Peel, Lawrence (DNB00)
PEEL, Sir LAWRENCE (1799–1884), chief justice of Calcutta, third son of Joseph Peel of Bowes Farm, Middlesex, who died in 1821, by Anne, second daughter of Jonathan Haworth of Harcroft, Lancashire, was born on 10 Aug. 1799. His father was younger brother of the first Sir Robert Peel (1750–1830) [q. v.], and he was thus first cousin of the statesman, the second Sir Robert Peel (1788–1850) [q. v.] He was sent to Rugby in 1812, and removing to St. John's College, Cambridge, graduated B.A. 1821 and M.A. 1824. After his call to the bar at the Middle Temple on 7 May 1824 he went the northern circuit, and attended the Lancaster, Preston, and Manchester sessions. He served as advocate-general at Calcutta from 1840 to 1842, and in the latter year, on being promoted to the chief-justiceship of the supreme court at Calcutta, was knighted by patent on 18 May. During 1854 and 1855 he was also vice-president of the legislative council at Calcutta. He gave away in public charity the whole of his official income of 8,000l. a year. He was consequently very popular throughout his career in India; and on his retirement in November 1855 a statue of him was erected in Calcutta.

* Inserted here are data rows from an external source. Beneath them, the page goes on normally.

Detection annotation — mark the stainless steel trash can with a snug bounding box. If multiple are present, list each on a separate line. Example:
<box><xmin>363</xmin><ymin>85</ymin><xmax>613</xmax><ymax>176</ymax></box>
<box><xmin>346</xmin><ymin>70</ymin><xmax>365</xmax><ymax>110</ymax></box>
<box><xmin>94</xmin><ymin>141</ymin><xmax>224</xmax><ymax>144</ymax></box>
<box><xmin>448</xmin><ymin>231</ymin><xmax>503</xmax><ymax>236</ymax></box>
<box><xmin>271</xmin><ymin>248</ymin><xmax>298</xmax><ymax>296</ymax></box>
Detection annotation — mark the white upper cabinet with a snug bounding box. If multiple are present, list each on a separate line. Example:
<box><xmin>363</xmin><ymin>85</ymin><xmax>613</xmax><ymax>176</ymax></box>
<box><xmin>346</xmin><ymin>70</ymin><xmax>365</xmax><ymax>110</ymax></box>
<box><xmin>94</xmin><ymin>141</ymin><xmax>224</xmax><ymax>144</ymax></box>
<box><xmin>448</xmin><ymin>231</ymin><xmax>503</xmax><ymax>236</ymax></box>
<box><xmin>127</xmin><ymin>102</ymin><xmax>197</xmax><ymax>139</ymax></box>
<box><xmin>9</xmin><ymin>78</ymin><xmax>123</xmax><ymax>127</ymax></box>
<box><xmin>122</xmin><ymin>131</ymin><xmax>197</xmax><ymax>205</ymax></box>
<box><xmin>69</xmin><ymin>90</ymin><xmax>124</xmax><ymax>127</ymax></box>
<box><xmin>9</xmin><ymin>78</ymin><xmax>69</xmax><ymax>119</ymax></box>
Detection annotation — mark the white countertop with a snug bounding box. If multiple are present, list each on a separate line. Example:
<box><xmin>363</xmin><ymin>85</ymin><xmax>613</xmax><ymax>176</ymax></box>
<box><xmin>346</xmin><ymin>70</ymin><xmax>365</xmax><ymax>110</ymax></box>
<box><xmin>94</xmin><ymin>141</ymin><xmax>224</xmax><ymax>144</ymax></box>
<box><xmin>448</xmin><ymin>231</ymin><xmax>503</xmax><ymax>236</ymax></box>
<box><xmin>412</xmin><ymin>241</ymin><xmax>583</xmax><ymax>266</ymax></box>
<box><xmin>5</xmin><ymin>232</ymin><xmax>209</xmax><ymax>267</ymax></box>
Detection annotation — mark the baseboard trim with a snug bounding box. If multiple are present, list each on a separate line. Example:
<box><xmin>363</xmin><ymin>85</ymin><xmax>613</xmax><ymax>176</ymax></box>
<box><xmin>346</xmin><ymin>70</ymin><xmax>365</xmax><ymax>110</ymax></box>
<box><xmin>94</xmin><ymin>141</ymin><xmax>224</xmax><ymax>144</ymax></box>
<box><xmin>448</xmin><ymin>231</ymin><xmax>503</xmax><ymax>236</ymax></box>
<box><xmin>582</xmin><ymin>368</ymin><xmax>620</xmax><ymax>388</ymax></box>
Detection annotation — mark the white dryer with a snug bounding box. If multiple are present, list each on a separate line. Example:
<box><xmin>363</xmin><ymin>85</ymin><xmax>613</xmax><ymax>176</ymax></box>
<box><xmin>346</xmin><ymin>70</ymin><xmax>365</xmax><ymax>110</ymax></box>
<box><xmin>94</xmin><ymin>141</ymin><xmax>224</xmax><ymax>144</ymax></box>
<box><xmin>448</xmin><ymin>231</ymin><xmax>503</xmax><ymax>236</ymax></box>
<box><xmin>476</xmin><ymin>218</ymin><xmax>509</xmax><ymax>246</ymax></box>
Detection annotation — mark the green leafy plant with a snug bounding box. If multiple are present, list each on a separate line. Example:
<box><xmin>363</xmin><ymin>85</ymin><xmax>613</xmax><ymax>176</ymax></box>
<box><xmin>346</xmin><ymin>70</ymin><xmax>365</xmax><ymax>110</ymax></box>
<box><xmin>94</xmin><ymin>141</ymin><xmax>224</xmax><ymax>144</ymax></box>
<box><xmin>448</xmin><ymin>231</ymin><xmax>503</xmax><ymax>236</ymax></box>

After his return to England he was sworn of the privy council, and was made a paid member of the judicial committee on 4 April 1856. He was elected a bencher of the Middle Temple on 8 May 1856, and became treasurer of his inn on 3 Dec. 1866. From 1857 he was a director of the East India Company, and in the following year was created a D.C.L. of the university of Oxford. In January 1864 he became president of Guy's Hospital, London. He was for some years a correspondent of the ‘Times’ on legal and general topics. He died, unmarried, at Garden Reach, Ventnor, Isle of Wight, on 22 July 1884.
He wrote ‘Horæ Nauseæ,’ 1841, poems translated and original (the latter are probably juvenile productions) and ‘A Sketch of the Life and Character of Sir R. Peel,’ 1860.
[Times, 23 July and 1 Aug. 1884; Foster's Baronetage, 1883, p. 501.]